Centre for Development and Environment (CDE)

News archive

Does use of the “Dyker” reduce soil erosion and waterlogging in conventionally farmed potato fields? A field trial in the Frienisberg area

Researchers of CDE are currently examining the effects of a device called “Dyker” on several potato fields in the Frienisberg area near Bern, Switzerland. The study is part of the European RECARE project. The Dyker consists of a set of wheels with three inclined shovels each. Attached to the rear end of the planting machine, it digs holes into the bottom of the furrows between the potato hills. The holes are intended to improve water infiltration and to help retain water near the plants, while preventing waterlogging and stagnant water in depressions and minimizing surface runoff and soil erosion.

Dyker, potato field
With Dyker
Furrows treated with the Dyker (lower photos) show less sighs of erosion and soil accumulation compared to untreated furrows (upper photos). Photos: Tatenda Lemann, CDE

In order to assess and measure the effectiveness of the Dyker in conventional potato farming, potatoes in several fields were planted in alternating sets of rows with and without use of the Dyker. Drone photographs and measurements show that in fields with a slope gradient of more than 5 percent, furrows treated with the Dyker clearly displayed less signs of erosion compared to untreated furrows. In addition, their accumulation zones had collected less eroded soil than those of untreated furrows..

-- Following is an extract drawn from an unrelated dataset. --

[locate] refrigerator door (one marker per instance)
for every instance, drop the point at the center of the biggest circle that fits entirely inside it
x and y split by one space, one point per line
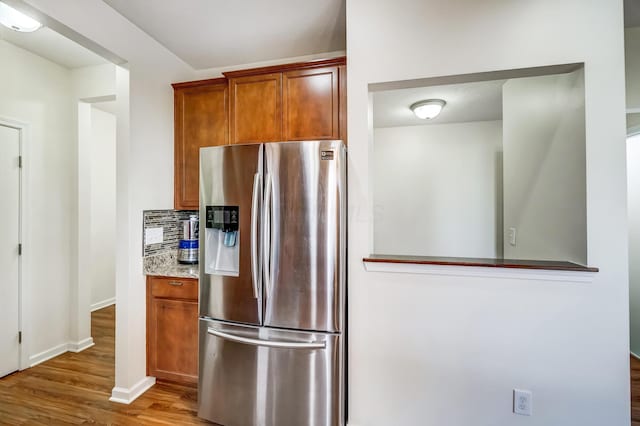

The Dyker in use with a Grimme GL 420 potato planter. Video: Tatenda Lemann, CDE

A series of drone photographs of a field with a slight depression further shows how the Dyker affects infiltration and stagnant water. In treated furrows, rainwater was evenly retained in the holes and infiltrated the soil locally, rather than collecting in the depression. Not so in untreated furrows: Here, much of the water remained on the surface and ran off into the depression. The amount of water that collected there exceeded the soil’s infiltration capacity and stood in the furrows for several days, creating anaerobic conditions in the adjacent potato hills. This prevented the plants from growing and ultimately led to crop failure.

Dyker potato field
In rows that had not been treated with the Dyker, waterlogging prevented the growth of potato plants in a depression (see middle to right part of photo). Photo: Tatenda Lemann, CDE

These first measurements and assessments demonstrate that the Dyker helps to reduce erosion and stagnant water in conventional potato farming. By the end of the study in December 2017, these results will be combined with those of further tests and evaluations, with the aim of providing a general assessment of the Dyker’s effectiveness in improving soil functions and ecosystem services, as well as the costs and benefits associated with its use.